# Will he ever stop chasing the cats?



## Murphysmom (Nov 2, 2009)

We've now been telling Murphy to quit chasing the kitties since he was 8 weeks old. He STILL chases them like crazy. If the cats were smart enough not to run, he wouldn't chase them, but they don't get it. Does your golden still chase kitties, or do they eventually grow out of it?


----------



## Megora (Jun 7, 2010)

Our cat chases the dog and gets him to chase him. And since it's winter and our cat has pent up energy they playfight a lot. Jacks is gentle and while Lu has his claws he never sticks them out, he's more of a mouthy thing. 

I guess this probably depends on your cat and how old they are + their personality. Our cat is only 5, so plenty young and he loves dogs. 

Cats are a different story. And skunks. <- If Lu sees anything like that on his turf, he can get pretty mean. And loud. One time he woke us up at 3 in the morning because he knocked a heavy statue off of a windowsill. This because he was in a rage about this creepy cat on the other side of the window gloating at him. I don't know what freaked me out more, the shattered statue or the creepy eyes leering in through the window.


----------



## cubbysan (Mar 13, 2007)

We have one cat they chase and one cat they don't. You are right, the cat they don't chase learned very early not to take off. She actually comes up to the dogs and rubs up against them now. 

The other cat spends her days staying out of the same room as the dogs, and sneaks by them to get where she wants, of course this just encourages the chase.


----------



## Oakley&SegersMom (Feb 1, 2009)

We have 2 cats and 2 goldens. One of the cats (16 year old Sassy) is very comfortable around Oakley and Seger and they don't bother him.
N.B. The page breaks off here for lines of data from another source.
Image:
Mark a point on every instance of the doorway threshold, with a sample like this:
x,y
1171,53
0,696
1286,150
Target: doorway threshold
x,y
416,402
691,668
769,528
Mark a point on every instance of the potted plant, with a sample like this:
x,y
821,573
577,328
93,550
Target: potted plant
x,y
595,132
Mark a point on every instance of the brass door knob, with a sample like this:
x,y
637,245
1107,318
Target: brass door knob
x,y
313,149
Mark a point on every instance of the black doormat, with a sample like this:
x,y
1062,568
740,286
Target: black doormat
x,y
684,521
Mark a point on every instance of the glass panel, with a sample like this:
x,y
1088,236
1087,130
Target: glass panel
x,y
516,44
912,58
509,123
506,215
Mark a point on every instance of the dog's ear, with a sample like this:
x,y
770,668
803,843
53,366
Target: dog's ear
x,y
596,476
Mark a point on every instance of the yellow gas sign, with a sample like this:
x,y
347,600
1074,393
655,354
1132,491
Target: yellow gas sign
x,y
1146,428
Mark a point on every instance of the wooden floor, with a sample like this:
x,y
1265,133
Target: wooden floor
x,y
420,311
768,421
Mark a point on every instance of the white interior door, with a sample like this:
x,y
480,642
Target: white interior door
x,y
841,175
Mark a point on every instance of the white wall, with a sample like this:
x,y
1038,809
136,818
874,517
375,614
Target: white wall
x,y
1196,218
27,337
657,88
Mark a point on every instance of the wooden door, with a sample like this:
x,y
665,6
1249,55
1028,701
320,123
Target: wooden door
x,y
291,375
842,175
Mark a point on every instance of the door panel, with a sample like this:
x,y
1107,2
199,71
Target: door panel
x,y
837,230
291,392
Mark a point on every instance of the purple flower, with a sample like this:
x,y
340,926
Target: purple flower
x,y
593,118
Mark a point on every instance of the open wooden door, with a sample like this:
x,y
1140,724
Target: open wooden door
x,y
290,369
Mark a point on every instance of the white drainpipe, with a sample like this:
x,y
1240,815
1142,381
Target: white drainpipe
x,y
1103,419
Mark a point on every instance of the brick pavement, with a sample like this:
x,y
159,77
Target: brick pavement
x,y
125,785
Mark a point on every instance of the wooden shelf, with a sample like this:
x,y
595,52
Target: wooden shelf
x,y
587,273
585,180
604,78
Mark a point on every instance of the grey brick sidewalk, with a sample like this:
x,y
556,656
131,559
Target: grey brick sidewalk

The very rare time Oakley will do the "bum up I want to play" thing with Sassy, who usually just goes wide around Oakley and down the stairs!
Our other cat, 15 year old Raja, is another story. When the dogs walk into the same room as she is in, she starts hissing and howling and totally draws attention to herself. Of course Oakley and Seger (mostly Oakley) are curious and usually go and stick their noses close to her - at which time Raja starts batting them in the face with her declawed paws.
I think that if she didn't make such a spectacle of herself, they would just ignore her.
And if the cats run, there are times Oakley will chase. Not always though. I generally tell him "no" before he launches after them and he is pretty good about it.
This has all been going on for the 7.5 years we have had the dogs.
We just make sure that Oakley and Seger don't terrorize the cats, and that the cats have their space.....I think a lot depends on the cat.
Carol


----------



## Murphysmom (Nov 2, 2009)

Great. It's mostly only my cat Riley. Charlie loves the dogs and rubs on them, and Vinnie just stays away from them as much as possible. But Riley will walk right up to Murphy and smack him (no claws), then it's game on. Part of me wonders if Riley actually likes the chase. I'm just afraid Murphy's gonna step on him and hurt him. I don't think he realizes he's so much bigger than the kitty.


----------



## Megora (Jun 7, 2010)

Murphysmom said:


> Great. It's mostly only my cat Riley. Charlie loves the dogs and rubs on them, and Vinnie just stays away from them as much as possible. But Riley will walk right up to Murphy and smack him (no claws), then it's game on. Part of me wonders if Riley actually likes the chase. I'm just afraid Murphy's gonna step on him and hurt him. I don't think he realizes he's so much bigger than the kitty.


That sounds like what Lu does. He loves his kitty zoomies and they are all the better when he's being chased. 

Watch them and see. The cat is more dangerous to your dog, because a claw to your dog's eye would be an expensive visit to the vet.


----------



## Willow52 (Aug 14, 2009)

Hank is 2 mos. older than your Murphy and he hasn't stopped chasing the cat yet!


----------